自治体の不燃系廃棄物処理施設および小型家電リサイクル施設におけるリチウムイオン電池に起因した発火・火災対策に関する技術資料
―リチウムイオン電池起因の発火・火災対策ガイドライン―
概要
近年、家庭や事業所から不燃系廃棄物などに混入して排出されるリチウムイオン電池に起因する発火・火災(等)事故が頻発・増加しています。廃棄物処理における発火・火災事故の実態把握は容易ではありませんが、自治体の廃棄物処理施設におけるリチウムイオン電池起因の火災事故の被害額は年間100億円程度と推計しております。一度火災が発生すると施設の被害金額だけでなく、復旧までに数カ月以上の時間を要する場合があるなど、安全・安心な循環型社会づくりに対する信頼性を毀損するような甚大な社会的な影響や、人命にかかる影響も懸念されます。
市町村でのリチウムイオン電池に関連する発火・火災事故について、疑いを含めると3割以上の市町村が発生の経験があると考えられます。年間1万件程度以上の発火・火災等事故が報告されていますが、全体の中で規模の大きめの火災の割合はごく一部であるとともに、市町村によるバラつきが極めて大きいことがわかっています。市町村において火災等が発生している収集区分は「不燃ごみ」が67.1%と他の収集区分より突出して多いことと、処理施設での発生場所は搬送段階が最も多く、破砕段階を含めるとほぼ9割以上であることが考えられます。リチウムイオン電池使用製品(小型家電)の重量は不燃ごみ全体の0.3%程度と小さいにもかかわらず、発火等発生事故の80~90%程度の原因となっています。一方、リチウムイオン電池の破砕による発火には直後発火と遅延発火があり、頻度が高いのは前者ですが、頻度が低い後者でも可燃ごみピットでの火災は大事故につながることから非常に注意を要する現象といえます。リチウムイオン電池使用製品と発火・火災事故との関係について、データの制約はありますが、破砕処理されるリチウムイオン電池使用製品の量を減らすことは発火等発生件数を減らす効果があると考えられます。
発火・火災対策としては、充電状態(SOC)が低いほど発火リスクが小さいことや非純正電池の使用を控えるなどの周知啓発、市町村による「リチウムイオン電池」や「リチウムイオン電池を取り外せない小型家電(いわゆる一体型製品)」の分別収集、処理施設での破砕処理前の選別、火炎や熱・温度などの検知によるモニタリングと消火、遅延発火の抑制、選別除去したリチウムイオン電池の取扱いなども紹介しています。

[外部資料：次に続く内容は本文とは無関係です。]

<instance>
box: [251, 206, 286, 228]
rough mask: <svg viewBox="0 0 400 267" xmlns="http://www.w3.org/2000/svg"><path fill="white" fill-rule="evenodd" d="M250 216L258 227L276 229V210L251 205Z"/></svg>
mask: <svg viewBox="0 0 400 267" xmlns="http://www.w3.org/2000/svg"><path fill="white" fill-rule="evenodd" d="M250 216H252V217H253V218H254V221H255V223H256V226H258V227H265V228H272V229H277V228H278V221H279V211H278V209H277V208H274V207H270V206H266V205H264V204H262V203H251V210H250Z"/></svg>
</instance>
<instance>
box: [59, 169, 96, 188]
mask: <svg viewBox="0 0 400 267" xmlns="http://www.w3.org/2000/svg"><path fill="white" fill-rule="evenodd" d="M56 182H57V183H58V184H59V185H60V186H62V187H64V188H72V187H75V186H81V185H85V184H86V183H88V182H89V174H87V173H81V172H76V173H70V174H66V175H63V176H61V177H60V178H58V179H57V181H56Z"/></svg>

本技術資料(ガイドライン)は環境省・(独)環境再生保全機構の環境研究総合推進費「リチウムイオン電池等の循環・廃棄過程における火災事故実態の解明と適正管理対策提案」(3-2101、 JPMEERF20213001;2021~2023年度)でとりまとめました。本技術資料が廃棄物処理施設および小型家電リサイクル施設におけるリチウムイオン電池に起因する発火・火災対策の一助となれば幸いです。